Bottom line: it allows them to refuse benefits based on the source of injury. Motorcycles are the first on the list, as are other activities.
Why don't bikers take a lesson from these mega charities that use bikers to raise money for their causes. Put some of that money in a kitty to pay for the expenses of those who do the work for motorcycle rights at the capital out of their own pocket?
Charities that I know bikers have put benefit runs on for have spent big bucks at the Capitol in Columbia.
One day, I was in a senator's office when the most wonderful smell of a covered plate went by.
I was to find out later it was a free lunch for the legislators by no less than a charity that I had participated on a run for. I, however, could not participate in the lunch.
According to the National Safety Council, last year 103,000 bikers were maimed, crippled and injured. Another 5,154 were killed.
Many were victims of negligent motorists who escape penalties because of lax right-of-way laws that we have fought to change, with no luck I might add.
To add insult to injury, bikers get the blame for social costs to the State for an accident. If you are looking for someone to help this holiday season, you might want to put one of these brothers or sisters on your list instead of some charity that already receives millions.

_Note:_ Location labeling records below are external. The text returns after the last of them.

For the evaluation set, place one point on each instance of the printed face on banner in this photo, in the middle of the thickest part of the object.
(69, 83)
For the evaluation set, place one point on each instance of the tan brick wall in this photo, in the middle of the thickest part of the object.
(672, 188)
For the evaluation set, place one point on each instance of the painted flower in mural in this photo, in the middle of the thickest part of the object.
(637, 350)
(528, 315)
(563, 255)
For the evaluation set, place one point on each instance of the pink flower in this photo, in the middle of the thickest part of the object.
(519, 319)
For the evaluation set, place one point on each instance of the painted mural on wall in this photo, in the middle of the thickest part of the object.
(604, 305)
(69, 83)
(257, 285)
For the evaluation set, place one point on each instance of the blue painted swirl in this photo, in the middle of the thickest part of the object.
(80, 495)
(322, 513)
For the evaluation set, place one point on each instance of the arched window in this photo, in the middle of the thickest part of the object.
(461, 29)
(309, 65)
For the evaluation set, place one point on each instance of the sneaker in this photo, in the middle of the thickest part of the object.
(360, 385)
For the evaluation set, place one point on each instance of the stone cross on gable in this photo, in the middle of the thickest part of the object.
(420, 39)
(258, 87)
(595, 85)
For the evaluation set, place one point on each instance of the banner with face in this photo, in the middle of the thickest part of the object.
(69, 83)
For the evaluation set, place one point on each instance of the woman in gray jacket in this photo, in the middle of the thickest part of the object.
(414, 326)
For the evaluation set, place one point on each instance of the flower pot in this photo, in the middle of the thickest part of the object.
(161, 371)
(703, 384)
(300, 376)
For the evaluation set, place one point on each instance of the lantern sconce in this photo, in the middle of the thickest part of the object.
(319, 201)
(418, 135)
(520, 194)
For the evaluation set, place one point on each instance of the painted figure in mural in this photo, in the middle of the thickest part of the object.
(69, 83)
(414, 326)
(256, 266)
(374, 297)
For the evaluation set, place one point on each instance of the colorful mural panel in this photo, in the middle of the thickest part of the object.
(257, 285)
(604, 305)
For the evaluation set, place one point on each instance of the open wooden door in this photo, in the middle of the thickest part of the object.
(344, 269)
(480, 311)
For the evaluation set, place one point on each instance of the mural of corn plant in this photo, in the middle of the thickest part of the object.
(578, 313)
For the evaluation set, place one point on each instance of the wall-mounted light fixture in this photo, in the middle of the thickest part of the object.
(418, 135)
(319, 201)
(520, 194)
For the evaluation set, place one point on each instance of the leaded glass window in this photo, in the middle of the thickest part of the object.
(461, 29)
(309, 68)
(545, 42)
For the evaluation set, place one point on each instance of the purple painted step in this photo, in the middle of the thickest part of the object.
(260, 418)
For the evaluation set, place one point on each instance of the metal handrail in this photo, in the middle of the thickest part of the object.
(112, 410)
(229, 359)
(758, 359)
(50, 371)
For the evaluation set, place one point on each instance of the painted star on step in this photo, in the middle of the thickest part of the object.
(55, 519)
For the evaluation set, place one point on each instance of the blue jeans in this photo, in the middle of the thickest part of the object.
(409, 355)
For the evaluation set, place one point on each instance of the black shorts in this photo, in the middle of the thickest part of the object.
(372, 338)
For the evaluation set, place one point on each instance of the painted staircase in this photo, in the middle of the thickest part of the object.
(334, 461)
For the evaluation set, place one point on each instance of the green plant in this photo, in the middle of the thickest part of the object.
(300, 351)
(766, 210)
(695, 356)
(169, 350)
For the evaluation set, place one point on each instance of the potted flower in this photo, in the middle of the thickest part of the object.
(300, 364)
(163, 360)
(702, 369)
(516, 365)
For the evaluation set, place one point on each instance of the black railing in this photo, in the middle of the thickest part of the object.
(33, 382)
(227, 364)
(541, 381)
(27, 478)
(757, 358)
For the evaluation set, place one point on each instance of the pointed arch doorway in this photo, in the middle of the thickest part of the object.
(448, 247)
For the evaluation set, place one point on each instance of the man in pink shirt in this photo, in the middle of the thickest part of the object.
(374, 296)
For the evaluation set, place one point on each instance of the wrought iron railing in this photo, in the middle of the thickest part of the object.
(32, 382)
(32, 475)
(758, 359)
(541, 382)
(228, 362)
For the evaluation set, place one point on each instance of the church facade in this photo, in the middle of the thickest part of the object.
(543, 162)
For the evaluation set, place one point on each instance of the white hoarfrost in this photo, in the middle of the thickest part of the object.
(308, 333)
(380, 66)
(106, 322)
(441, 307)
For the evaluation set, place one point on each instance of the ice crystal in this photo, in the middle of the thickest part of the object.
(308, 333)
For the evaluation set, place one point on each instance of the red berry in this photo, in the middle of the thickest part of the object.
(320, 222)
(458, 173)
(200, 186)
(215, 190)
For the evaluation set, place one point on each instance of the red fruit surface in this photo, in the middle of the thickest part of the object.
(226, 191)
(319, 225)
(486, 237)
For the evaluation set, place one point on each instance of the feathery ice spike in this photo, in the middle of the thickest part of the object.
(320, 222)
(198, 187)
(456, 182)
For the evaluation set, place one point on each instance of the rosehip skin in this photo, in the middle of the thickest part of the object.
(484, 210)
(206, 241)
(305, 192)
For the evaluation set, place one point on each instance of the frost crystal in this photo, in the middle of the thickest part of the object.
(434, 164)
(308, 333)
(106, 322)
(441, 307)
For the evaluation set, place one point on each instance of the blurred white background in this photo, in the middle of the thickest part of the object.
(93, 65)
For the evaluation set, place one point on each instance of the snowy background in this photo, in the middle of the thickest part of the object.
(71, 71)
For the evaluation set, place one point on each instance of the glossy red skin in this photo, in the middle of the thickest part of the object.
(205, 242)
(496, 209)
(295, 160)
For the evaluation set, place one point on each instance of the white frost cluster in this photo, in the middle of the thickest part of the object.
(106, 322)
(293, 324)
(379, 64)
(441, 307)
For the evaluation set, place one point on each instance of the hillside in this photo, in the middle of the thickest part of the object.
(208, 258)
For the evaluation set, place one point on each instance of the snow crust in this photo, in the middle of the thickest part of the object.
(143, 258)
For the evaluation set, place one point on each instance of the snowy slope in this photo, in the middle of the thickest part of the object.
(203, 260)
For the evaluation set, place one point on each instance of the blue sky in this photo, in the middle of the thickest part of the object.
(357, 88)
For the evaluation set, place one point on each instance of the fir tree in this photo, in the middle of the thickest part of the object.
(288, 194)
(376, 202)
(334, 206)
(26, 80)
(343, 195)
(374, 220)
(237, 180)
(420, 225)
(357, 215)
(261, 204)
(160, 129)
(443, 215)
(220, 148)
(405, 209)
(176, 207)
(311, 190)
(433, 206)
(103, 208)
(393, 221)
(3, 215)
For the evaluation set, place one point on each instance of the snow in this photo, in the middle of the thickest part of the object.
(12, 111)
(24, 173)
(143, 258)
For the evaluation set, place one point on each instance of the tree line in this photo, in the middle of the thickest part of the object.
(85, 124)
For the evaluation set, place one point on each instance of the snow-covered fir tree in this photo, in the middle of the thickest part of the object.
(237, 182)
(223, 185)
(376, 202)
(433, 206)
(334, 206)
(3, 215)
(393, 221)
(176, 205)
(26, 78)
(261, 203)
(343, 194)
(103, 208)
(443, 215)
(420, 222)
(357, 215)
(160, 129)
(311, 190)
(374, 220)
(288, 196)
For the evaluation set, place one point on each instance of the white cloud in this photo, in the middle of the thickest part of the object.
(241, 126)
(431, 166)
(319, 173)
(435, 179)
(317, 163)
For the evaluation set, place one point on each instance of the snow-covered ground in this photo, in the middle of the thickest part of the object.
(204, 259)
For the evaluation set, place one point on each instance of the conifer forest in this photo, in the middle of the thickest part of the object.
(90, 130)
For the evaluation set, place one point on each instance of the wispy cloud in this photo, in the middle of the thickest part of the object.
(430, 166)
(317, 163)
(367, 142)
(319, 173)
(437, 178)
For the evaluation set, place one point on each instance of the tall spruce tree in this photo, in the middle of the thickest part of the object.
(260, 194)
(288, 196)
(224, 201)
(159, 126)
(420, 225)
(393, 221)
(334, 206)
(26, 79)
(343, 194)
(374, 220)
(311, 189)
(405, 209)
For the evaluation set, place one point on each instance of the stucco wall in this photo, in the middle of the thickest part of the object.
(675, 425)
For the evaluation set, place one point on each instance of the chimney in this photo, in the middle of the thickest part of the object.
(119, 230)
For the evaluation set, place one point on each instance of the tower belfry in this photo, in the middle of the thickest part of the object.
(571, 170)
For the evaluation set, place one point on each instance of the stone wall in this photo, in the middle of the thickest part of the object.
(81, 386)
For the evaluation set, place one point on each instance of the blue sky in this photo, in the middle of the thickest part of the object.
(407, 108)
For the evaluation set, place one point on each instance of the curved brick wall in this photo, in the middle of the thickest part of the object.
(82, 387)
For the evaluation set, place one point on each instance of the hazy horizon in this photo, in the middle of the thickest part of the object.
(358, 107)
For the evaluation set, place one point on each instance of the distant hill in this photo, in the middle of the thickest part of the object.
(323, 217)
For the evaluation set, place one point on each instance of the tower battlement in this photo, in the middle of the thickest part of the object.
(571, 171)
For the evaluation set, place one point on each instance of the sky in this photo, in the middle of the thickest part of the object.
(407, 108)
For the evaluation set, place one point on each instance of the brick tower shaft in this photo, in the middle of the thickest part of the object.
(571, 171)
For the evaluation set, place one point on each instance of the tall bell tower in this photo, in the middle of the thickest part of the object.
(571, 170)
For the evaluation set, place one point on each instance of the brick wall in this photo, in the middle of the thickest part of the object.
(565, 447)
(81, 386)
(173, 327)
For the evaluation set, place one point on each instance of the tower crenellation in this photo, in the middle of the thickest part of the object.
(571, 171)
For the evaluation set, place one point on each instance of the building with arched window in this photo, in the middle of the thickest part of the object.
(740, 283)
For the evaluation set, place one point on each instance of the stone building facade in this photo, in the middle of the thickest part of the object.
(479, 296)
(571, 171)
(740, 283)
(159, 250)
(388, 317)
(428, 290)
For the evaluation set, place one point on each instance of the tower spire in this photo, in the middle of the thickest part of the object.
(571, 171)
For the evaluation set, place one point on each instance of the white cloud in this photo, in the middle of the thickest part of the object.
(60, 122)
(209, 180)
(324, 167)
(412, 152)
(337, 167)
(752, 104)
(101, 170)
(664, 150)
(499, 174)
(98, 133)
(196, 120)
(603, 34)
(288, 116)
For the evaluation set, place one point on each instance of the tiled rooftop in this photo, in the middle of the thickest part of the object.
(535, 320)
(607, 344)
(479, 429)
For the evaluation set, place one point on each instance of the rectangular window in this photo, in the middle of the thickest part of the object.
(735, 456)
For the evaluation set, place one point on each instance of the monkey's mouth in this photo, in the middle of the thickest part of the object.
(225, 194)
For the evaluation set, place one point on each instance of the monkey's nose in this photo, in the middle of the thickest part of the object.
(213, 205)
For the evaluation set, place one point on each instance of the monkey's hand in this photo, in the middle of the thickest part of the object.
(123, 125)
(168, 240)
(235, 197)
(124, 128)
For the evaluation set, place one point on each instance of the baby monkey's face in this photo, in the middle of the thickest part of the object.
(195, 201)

Before you hand over that saddle bag of donations from your run, best find out who you are giving it to. I have lobbied for biker rights for a long time and I have never seen one benefit recipient back up a bikers rights issue.
Not one letter, phone call or e-mail has been sent in regards to a legislative motorcycle rights issue. Not one voice raised to defend us against those who tarnish our image. What do you think of the new commercial with motorcycle-riding-mucous-thugs taking over a town?
The same bikers who Myrtle Beach is working so hard to ban will be riding for some benefit somewhere with no thought of what is being said about their rights.
South Carolina House Rep. Tracy Edge from Myrtle beach, who has sworn to take away the bikers' right to decide, retained his seat by a resounding 81 percent of the vote.
It will take a presence of bikers to be in the legislative session every day, to defend bikers' rights. I hope your feel-good charity run will win the day for them.